Tam's Tall Tales
Tourism Belongs to Glasgow?
River Clyde in Glasgow
Glasgow is on track to leapfrog Edinburgh as Scotland’s most popular tourist destination for the first time.
Scotland’s largest city has long been in the shadow of its elegant eastern neighbour when it comes to attracting visitors.
However, new figures have revealed that Glasgow is now neck-and-neck with the capital after experiencing a big increase in visitors from the UK.
In 2013 1.3 million people visited Glasgow, while 2.1 million people spent time in Edinburgh. Last year Glasgow’s domestic visitor total more than doubled to 2.1 million, almost matching the 2.2 million who travelled to Edinburgh.
Tourism officials in Glasgow accept that the city’s hosting of the Commonwealth Games made a significant contribution to the 56 per cent increase in visits.
However, they insist that the rise was not a one-off and claim that hotel occupancy rates for this year have been even higher than when Usain Bolt and Tom Daley were in town.
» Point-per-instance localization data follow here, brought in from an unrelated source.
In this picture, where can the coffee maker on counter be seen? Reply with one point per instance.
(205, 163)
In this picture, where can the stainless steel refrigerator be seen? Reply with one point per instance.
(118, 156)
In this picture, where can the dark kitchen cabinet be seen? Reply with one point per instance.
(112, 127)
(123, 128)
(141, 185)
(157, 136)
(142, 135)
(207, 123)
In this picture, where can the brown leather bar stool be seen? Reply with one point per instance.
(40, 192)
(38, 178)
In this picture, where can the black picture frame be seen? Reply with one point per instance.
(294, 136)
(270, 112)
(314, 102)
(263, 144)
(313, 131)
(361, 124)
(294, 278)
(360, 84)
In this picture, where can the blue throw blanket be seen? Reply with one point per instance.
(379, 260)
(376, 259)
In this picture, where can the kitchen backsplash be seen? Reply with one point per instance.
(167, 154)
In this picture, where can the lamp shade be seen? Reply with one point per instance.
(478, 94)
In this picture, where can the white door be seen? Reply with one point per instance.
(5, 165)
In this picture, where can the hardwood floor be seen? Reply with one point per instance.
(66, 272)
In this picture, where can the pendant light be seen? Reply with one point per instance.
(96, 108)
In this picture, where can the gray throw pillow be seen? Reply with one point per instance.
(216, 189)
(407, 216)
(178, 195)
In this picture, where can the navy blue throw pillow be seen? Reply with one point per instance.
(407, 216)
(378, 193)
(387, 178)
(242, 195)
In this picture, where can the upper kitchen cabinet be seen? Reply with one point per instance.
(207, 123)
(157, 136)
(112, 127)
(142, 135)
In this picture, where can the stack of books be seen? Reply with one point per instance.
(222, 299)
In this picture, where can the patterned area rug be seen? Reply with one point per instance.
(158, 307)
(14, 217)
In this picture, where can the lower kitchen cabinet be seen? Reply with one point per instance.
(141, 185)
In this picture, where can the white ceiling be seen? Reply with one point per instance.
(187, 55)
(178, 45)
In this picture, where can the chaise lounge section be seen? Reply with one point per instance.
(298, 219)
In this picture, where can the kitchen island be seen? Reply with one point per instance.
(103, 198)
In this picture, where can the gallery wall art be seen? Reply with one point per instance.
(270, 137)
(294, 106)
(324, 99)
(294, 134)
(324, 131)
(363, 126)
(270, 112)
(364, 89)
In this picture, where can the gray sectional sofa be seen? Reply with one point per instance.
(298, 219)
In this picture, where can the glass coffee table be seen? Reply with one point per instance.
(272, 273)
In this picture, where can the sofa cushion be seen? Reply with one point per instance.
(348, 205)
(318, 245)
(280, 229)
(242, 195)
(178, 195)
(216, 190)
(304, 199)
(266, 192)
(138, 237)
The Great Britain Tourism Survey, which was jointly commissioned by VisitScotland and VisitEngland, also revealed that more people spent hotel nights in Glasgow (5.27 million stays) than in Edinburgh (5.26 million stays) last year, for the first time. Glasgow’s total rose by 44 per cent in 2014, while Edinburgh fell by 3 per cent.
To emphasise the point even more strongly, the 2016 National Geographic Traveler list of 20 "must-see places" is one of the 20 elite locations. Riverside Museum, Buchanan Street and "King Tut's" (a jazz venue) are all entioned in the article. National Geographic features editor Amy Alipio said: "Glasgow landed on our list for 2016 because it is one of the most exciting cities in the world right now. Fans the world over know it's the city's unrivalled music scene that really embodies Glasgow's energy and swagger."
Graphic on the left shows the Glasgow Science Centre, Glasgow Tower and Imax cinema - popular attractions on the banks of the river Clyde.